High-availability storage using server-side AFR
From GlusterDocumentation
Contents |
Introduction
In this howto we will set up an HA cluster using two storage nodes and two clients; however, due to the scalable nature of this configuration, the number of storage and clients nodes can be easily increased.
A basic knowledge of DNS, Linux administration, and network topology is assumed.
High-Availability
The idea of a high-availability cluster is simple : if even one of the storage nodes is functional, then the data should be accessible by the clients. In a Gluster-based environment, this can be accomplished using a combination of server-side data replication and round-robin DNS addressing. For performance purposes, storage-related traffic can be moved to a physically separate high-speed network - an obvious enhancement to any HA environment.
Network
Starting from the bottom and working our way up is the best approach to understanding this configuration; thus, we shall begin with a description of the physical network. In a typical environment, the storage cluster will be used solely for storing and serving data to clients, while the clients may engage in any number of diverse activities. Commonly, clients are themselves responsible for delivery of other network services, such as web, email, or FTP servers.

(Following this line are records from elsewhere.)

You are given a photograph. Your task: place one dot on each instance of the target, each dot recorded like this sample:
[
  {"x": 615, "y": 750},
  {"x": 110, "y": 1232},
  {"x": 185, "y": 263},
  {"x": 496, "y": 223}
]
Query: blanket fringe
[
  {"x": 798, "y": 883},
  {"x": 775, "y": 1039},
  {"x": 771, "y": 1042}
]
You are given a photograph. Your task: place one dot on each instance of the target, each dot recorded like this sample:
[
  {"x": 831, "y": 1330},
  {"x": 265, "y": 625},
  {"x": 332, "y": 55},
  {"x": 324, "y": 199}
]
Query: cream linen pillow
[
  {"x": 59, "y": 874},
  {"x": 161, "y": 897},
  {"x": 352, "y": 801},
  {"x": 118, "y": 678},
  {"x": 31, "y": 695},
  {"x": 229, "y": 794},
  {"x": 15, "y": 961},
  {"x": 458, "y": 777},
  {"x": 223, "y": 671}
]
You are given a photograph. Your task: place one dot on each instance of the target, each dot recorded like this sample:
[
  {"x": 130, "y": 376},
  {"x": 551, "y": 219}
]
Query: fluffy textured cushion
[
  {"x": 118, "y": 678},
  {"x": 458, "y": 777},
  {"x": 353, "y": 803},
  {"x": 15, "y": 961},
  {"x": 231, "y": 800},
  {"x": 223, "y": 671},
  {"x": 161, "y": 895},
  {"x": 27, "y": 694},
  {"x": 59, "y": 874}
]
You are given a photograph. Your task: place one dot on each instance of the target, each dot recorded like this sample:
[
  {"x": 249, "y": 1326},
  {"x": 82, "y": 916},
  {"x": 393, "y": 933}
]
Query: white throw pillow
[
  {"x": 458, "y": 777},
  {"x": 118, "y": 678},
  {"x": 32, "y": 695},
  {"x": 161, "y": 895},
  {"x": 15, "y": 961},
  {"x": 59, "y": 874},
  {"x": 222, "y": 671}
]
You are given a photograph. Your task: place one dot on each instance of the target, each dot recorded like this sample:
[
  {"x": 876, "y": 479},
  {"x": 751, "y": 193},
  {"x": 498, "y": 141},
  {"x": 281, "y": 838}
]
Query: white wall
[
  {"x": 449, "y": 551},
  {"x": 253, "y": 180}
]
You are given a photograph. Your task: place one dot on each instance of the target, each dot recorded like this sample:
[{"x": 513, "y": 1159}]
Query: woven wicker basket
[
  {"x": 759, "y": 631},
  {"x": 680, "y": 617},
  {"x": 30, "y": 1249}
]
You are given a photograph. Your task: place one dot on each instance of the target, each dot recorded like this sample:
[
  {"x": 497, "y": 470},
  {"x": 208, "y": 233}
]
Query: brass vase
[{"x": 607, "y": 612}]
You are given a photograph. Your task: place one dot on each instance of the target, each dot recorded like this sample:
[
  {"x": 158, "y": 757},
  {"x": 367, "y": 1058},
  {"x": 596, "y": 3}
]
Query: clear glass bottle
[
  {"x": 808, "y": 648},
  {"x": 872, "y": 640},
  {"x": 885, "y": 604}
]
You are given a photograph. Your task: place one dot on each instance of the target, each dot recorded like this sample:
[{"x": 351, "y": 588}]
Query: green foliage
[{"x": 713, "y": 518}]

Given this as the premise, it is easy to imagine a scenario whereby many, say, web servers need to ensure that :
- Requests to and from the storage cluster are fast and responsive
- Normal web-serving traffic is not affected by the storage requests
Storage Network
One natural solution to this problem is to segregate the different types of traffic on to different physical networks. Each of the web servers would therefore have two network interfaces; one for the "storage network", and another for regular traffic (HTTP, SSH for administration, etc...). Consider the following graphic :
In the above scenario, regular traffic is carried via an (unspecified) "regular network" on eth0 using the 10.0.0.0 address space, and storage traffic is carried via a dedicated storage network on eth1 using the 192.168.0.0 address space. None of the machines are set up as bridges - since there is no way for the two networks to talk to each other, the two networks are therefore segregated. The storage network can set up using commodity Gigabit Ethernet hardware, or Fiber Channel for those with the budget and inclination.

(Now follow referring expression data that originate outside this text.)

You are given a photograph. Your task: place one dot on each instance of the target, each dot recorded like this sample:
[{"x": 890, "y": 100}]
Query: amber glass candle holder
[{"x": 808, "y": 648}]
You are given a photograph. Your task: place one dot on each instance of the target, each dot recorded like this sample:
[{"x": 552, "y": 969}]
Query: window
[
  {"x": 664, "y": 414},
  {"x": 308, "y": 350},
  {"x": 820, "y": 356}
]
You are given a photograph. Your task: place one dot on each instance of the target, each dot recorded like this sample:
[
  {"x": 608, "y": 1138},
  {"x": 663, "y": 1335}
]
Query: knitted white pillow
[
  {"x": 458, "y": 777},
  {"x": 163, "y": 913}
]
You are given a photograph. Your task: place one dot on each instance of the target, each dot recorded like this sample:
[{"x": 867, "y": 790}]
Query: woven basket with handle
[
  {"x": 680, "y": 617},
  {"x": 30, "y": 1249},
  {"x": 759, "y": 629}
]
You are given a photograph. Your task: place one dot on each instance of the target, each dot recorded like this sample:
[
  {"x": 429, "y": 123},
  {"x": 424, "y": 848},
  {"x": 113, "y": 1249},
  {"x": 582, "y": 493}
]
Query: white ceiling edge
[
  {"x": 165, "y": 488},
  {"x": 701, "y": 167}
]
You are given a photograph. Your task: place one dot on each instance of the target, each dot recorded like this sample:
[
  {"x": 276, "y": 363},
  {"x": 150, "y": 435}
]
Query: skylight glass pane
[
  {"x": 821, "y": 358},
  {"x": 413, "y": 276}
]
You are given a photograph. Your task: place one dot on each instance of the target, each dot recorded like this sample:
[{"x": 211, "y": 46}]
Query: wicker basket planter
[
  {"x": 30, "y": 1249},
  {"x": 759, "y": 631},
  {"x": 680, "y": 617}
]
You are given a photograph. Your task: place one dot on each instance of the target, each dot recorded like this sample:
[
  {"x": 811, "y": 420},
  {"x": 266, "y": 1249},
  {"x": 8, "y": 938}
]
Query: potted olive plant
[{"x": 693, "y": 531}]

In order to keep things tidy, the addressing scheme of the storage network mimics that of the regular network: for example, the first web server (www1) is assigned 10.0.0.11 on the regular network, and 192.168.0.11 on the storage network.
DNS
The storage network requires basic DNS resolution, and thus, a private zone would be set up for just this purpose. The DNS server responsible for the zone needs to be accessible by the members of the storage network (obviously), but need not be attached to the storage network itself. In this howto, the storage network zone is called "storagenet.gfs", with each member of the storage network assigned the same hostname as on the general network; for example, the www1(.general.net) server on the general network remains www1(.storagenet.gfs) on the storage network.

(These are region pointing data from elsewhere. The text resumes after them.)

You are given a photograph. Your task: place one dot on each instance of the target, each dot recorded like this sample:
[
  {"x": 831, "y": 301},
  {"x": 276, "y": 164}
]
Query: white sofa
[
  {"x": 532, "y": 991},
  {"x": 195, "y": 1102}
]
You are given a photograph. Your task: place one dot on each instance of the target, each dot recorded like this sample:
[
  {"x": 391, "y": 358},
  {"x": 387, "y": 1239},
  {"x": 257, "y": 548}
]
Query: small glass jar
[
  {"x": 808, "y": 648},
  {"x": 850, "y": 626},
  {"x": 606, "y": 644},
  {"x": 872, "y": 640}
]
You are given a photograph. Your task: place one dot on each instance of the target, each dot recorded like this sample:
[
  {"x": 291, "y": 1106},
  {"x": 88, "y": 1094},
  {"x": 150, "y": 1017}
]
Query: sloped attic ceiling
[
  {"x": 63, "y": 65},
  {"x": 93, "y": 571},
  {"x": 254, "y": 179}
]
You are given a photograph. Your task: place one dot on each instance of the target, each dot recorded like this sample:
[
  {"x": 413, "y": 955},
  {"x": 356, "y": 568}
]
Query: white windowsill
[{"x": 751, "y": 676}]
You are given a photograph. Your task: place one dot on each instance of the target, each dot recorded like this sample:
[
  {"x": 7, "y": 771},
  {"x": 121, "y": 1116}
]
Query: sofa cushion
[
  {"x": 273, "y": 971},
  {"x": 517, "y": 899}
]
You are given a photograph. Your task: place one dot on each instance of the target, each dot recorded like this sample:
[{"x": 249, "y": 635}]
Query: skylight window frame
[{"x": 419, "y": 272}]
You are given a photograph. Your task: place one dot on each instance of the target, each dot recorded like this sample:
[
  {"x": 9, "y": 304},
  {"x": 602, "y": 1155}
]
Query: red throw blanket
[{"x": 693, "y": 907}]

Thus, while querying the properly-configured DNS server, one would see the following results :
$ host www1.general.net www1.general.net has address 10.0.0.10 $ host www1.storagenet.gfs www1.storagenet.gfs has address 192.168.0.10
Further discussion on the setup and configuration of a basic DNS server is outside of the scope of this document, and left as an exercise to the reader.
Round-Robin DNS
A key component of the HA setup described by this document is round-robin DNS (RRDNS). Though it is used only in one instance, it is a critical function - one which helps to ensure that the data can be served continuously even in the event that one of the storage servers becomes inaccessible. In a basic Gluster configuration the clients are told to access servers via their IP addresses; while functional, this has the drawback of causing the data to become inaccessible if the IP address cannot be reached (i.e. the server dies). This problem is mitigated by using an single hostname for both of the servers, as in the diagram to the right.
Consider the following results :
$ host storage1.storagenet.gfs storage1.storagenet.gfs has address 192.168.0.110 $ host storage2.storagenet.gfs storage2.storagenet.gfs has address 192.168.0.111 $ host cluster.storagenet.gfs cluster.storagenet.gfs has address 192.168.0.110 cluster.storagenet.gfs has address 192.168.0.111
$ dig cluster.storagenet.gfs | grep -A 2 "ANSWER SECTION" ;; ANSWER SECTION: cluster.storagenet.gfs. 3600 IN A 192.168.0.110 cluster.storagenet.gfs. 3600 IN A 192.168.0.111
Briefly stated, the Gluster clients will be aware of multiple servers (in this case, two) instead of just one. In this fashion, when one of the storage nodes becomes inaccessible, the clients will use the other automatically - exactly how this works will be explored in the following section. For now, consider the following diagram, which shows the network with some additional DNS-level information :
Gluster
Now that the network and DNS architectures are well understood, we can move on to the Gluster configuration. As with the previous sections, the Gluster configuration files are relatively straightforward; the key element to be aware of is the Automatic File Replication (or "AFR") translator, which will be discussed below.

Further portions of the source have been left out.